Фишар хорошо разбирается в этом. Он сам рассчитывал и комбинировал всю жизнь. Он тоже играл в шахматы и хотя не считал, что творит историю нации, но был уверен, что творит хотя бы историю собственной жизни. И его расчеты не оправдались. Поэтому он больше не будет комбинировать и рассчитывать. Теперь он решил избавиться от всего, что получилось в результате его математических подсчетов… а может быть, просчетов. Прежде всего надо избавиться от Шмидтке, да, теперь как раз самый подходящий момент избавиться от Шмидтке. Пнуть его ногой. Можно рискнуть и не обращать внимания на угрозы разоблачений.

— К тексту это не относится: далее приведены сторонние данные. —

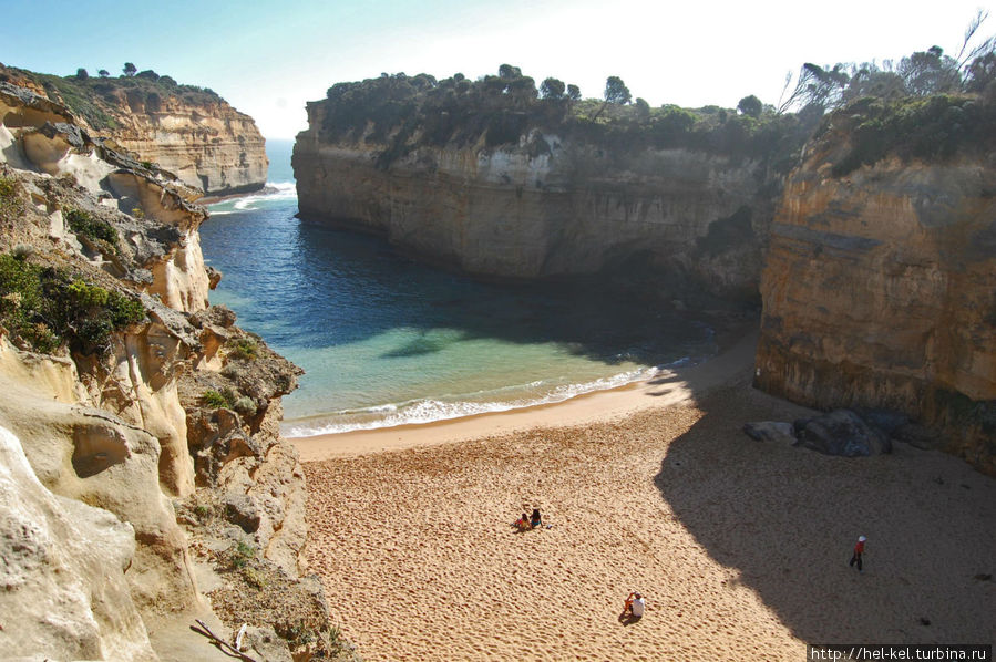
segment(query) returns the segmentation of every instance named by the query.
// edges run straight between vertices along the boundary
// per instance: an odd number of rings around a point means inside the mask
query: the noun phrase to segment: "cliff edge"
[[[759,387],[876,407],[996,475],[996,95],[862,100],[789,177],[761,281]]]
[[[301,216],[480,277],[653,275],[661,298],[757,303],[794,118],[536,94],[514,70],[332,86],[295,143]]]
[[[299,369],[212,307],[199,196],[0,82],[0,650],[348,656],[280,438]],[[245,625],[245,628],[243,628]]]

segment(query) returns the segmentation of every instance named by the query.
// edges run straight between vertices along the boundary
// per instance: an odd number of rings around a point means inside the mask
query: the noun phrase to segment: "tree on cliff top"
[[[761,111],[764,108],[764,104],[761,103],[761,100],[751,94],[750,96],[745,96],[740,100],[740,103],[737,104],[737,110],[747,115],[748,117],[760,117]]]
[[[559,101],[564,99],[564,83],[557,79],[546,79],[540,85],[540,99]]]
[[[619,76],[608,76],[605,80],[605,101],[607,103],[617,103],[620,105],[626,105],[633,101],[633,95],[629,94],[629,87],[626,86],[623,79]]]
[[[608,107],[608,104],[615,103],[619,105],[626,105],[633,100],[633,95],[629,94],[629,87],[626,86],[626,83],[623,82],[623,79],[619,76],[608,76],[605,80],[605,103],[602,104],[602,107],[598,108],[598,112],[595,113],[595,116],[592,117],[592,122],[598,118],[599,115]]]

Марта! Всякую сентиментальность — побоку. Он хочет только одного: сохранить кусочек своего маленького счастья, уголок, где будет тепло и солнечно, и жить там с Люцией. Но согласится ли Люция разделить его одиночество, одиночество Сенеки, где нет места честолюбию, где царит тишина и нет никакой суеты, где будут только книги, где человек становится мудрым и примиряется со своим уделом? Вправе ли он обречь на такое одиночество человека, который хочет еще что-то создать, чего-то достигнуть, который еще мечтает завоевать мир и творить историю своей жизни? Но у него, вероятно, просто не хватит сил отказаться от Люции, нет, у него не хватит сил и на то, чтобы замкнуться одному и порвать связь с жизнью. А эту связь с жизнью и олицетворяет Люция. Она сама жизнь. Его восхищает, как она умеет прислушиваться к жизни, понимать ее, как она непосредственно реагирует на все проявления жизни. Он, Фишар, никогда не был способен на это. Он всегда приспосабливал самого себя и свою жизнь к кому-то или к чему-то. Теперь он пытается приспособиться к Люции, и ему становится страшно, что Люция заметит это, что она распознает, каков он в действительности, если еще не распознала. Иногда ему кажется, что она все знает. А иногда кажется, что он ей вовсе не нужен, что она только терпит его возле себя, что у нее есть еще другая жизнь, что он, Фишар, просто оказался случайно на ее жизненном пути и остался на нем, как камень, который она не в силах сдвинуть. Ему не хочется думать о том, как к нему относится Люция. Он нашел бы в их отношениях слишком много трещин. Не стоит терзать душу. Пусть останется еще хоть ненадолго сладостная иллюзия, что все хорошо. Но поговорить с ней надо. Он скажет ей откровенно, к каким выводам он пришел в последние дни. Он спросит Люцию, может ли он рассчитывать на нее в своей новой жизни.